Pertanto il credito del condominio nei confronti della CO.IM.TUR. è lo stesso cui, il condominio è stato costretto a rinunciare indotto in errore dalla scarsa: “cristallinità del comportamento dell’amministratore” che anche per questo motivo è stato dichiarato decaduto. Anche il modo in cui i cinque consiglieri di condominio avrebbero voluto dare l'opportunità: “ad ogni condomino di dare una corretta valutazione ai fatti oggetto dell'impugnazione” ci sembra degno di censura, tanto è vero che successivamente il Tribunale di Oristano ha dato ragione al condomino Baldini.

In ultimo è opportuno ricordare che non stiamo parlando di delibere di assemblee di condominio mal riportate e di cui qualcuno preferirebbe si perdesse la memoria, ma di un decreto del Tribunale di Oristano che non è stato confermato dalla Corte di Appello di Cagliari solo per un vizio di forma e non certo per le decisione dei giudici; tanto che lo stesso Tribunale di Oristano in occasione della seconda decadenza dell’amministratore di condominio sig. Semeraro (cliccare qui per visualizzare la sentenza) scrive: ”Inoltre; nonostante il diverso avviso espresso dalla Corte d'appello di Cagliari con il decreto 21 novembre l997 (prodotto in copia dal ricorrente), non è tanto meno necessaria la partecipazione al giudizio dei singoli condomini (cfr Cass. Civ. S.U., 29 ottobre 2004, n. 20957)”.
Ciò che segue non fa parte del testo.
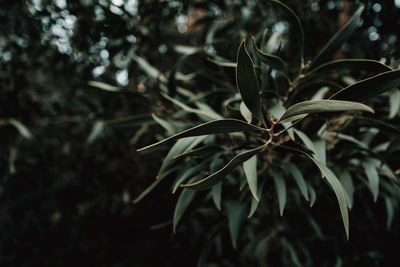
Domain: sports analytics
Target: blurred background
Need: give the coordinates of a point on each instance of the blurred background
(79, 80)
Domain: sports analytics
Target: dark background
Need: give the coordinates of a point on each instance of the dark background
(65, 201)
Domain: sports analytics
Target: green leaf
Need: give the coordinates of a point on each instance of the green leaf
(337, 40)
(247, 83)
(189, 173)
(245, 112)
(236, 216)
(347, 182)
(200, 152)
(339, 192)
(294, 22)
(280, 187)
(250, 170)
(219, 175)
(255, 202)
(394, 98)
(320, 106)
(370, 87)
(298, 177)
(274, 61)
(104, 86)
(213, 127)
(373, 178)
(21, 128)
(165, 124)
(352, 64)
(216, 193)
(389, 211)
(184, 200)
(312, 194)
(178, 148)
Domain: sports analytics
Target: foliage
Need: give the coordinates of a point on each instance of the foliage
(86, 82)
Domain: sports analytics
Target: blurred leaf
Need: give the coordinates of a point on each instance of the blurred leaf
(337, 40)
(320, 106)
(339, 192)
(236, 216)
(216, 190)
(250, 170)
(298, 177)
(255, 202)
(389, 211)
(245, 112)
(373, 178)
(394, 98)
(247, 83)
(165, 124)
(294, 22)
(212, 127)
(274, 61)
(312, 194)
(352, 64)
(280, 187)
(347, 182)
(216, 193)
(178, 148)
(21, 128)
(105, 86)
(370, 87)
(184, 200)
(219, 175)
(200, 152)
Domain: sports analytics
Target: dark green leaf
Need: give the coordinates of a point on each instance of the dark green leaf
(352, 64)
(236, 216)
(280, 187)
(298, 177)
(274, 61)
(373, 179)
(370, 87)
(184, 200)
(339, 192)
(337, 40)
(250, 171)
(320, 106)
(219, 175)
(213, 127)
(247, 83)
(294, 22)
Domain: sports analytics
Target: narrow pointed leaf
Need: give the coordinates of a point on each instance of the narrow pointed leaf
(394, 98)
(236, 216)
(312, 194)
(352, 64)
(250, 171)
(280, 187)
(184, 200)
(321, 106)
(179, 147)
(219, 175)
(347, 182)
(247, 83)
(213, 127)
(337, 40)
(254, 203)
(370, 87)
(339, 192)
(245, 112)
(298, 177)
(373, 179)
(294, 22)
(21, 128)
(274, 61)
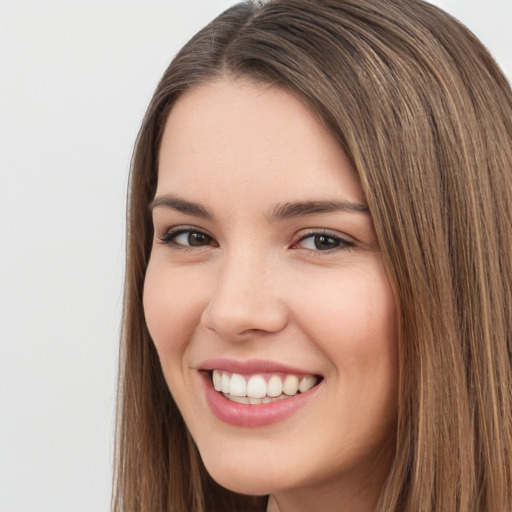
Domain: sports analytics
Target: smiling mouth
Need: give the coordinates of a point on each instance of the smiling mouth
(261, 388)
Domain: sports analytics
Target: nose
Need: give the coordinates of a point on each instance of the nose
(246, 299)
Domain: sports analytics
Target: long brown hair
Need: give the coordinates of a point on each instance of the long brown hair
(425, 116)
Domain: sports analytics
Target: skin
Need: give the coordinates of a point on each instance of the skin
(260, 287)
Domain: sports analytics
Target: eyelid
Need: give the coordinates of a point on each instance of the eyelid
(347, 242)
(172, 233)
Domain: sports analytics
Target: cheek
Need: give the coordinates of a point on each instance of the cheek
(173, 305)
(353, 321)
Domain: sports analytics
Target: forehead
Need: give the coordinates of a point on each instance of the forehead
(237, 136)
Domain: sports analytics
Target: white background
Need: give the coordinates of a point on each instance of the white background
(75, 79)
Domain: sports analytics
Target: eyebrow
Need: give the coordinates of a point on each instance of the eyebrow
(303, 208)
(181, 205)
(279, 212)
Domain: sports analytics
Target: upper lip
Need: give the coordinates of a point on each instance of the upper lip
(251, 366)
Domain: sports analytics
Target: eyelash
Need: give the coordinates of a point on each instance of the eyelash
(169, 238)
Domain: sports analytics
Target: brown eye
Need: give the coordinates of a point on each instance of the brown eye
(323, 242)
(187, 238)
(195, 239)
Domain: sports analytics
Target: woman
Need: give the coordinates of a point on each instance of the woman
(318, 302)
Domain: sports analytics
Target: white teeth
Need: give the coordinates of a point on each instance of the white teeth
(217, 380)
(239, 399)
(290, 385)
(274, 386)
(257, 389)
(238, 387)
(225, 383)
Riteniamo che sia opportuno, alla luce delle sentenze del Tribunale di Oristano e della successione delle date in cui si sono svolti gli atti che hanno portato all’acquisto della Centro Vacanze Crastu Ruggiu s.r.l. dei beni della CO.IM.TUR., che venga quantificato e preteso dal condominio il debito di quest’ultima rivalutato ai giorni nostri.
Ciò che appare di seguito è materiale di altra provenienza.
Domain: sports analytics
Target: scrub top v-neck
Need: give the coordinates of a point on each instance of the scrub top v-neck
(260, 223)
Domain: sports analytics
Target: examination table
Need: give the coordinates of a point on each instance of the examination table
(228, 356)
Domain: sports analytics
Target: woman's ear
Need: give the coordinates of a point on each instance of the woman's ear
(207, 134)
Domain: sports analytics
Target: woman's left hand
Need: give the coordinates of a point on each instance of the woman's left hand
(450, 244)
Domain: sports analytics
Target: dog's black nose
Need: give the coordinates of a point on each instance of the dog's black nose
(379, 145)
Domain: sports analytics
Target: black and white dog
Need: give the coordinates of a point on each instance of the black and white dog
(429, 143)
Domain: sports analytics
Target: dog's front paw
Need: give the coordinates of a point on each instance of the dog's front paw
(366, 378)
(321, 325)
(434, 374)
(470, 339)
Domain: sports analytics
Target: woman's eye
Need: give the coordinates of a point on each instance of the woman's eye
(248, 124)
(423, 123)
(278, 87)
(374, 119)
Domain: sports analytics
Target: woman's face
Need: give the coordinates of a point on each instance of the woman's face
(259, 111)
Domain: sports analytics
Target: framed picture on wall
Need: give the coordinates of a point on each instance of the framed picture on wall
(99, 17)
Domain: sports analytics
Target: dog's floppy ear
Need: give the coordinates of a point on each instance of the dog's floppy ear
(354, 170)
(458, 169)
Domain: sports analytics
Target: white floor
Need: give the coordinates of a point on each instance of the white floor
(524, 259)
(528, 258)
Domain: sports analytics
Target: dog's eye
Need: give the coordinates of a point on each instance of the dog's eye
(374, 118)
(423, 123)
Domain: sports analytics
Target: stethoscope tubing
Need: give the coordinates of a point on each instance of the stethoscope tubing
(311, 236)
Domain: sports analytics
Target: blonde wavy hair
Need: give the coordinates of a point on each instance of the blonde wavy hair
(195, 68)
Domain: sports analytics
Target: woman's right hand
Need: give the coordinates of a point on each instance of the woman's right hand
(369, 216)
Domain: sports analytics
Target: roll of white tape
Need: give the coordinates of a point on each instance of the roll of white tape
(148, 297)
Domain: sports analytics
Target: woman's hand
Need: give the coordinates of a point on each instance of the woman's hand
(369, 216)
Così come ci sembra opportuno vengano rifatti i calcoli dei millesimi condominiali tenendo conto del fatto che: “Pertanto l’Assemblea all’unanimità prende atto della situazione attuale e sospende momentaneamente dai futuri riparti i 127 millesimi assegnati alla Coimtur”, e siccome dalla delibera dell’assemblea di condominio del 28/07/1990 i millesimi relativi alle proprietà CO.IM.TUR. possono solo essere aumentati e non diminuiti, non essendo stato abbattuto nulla ma anzi edificato del nuovo.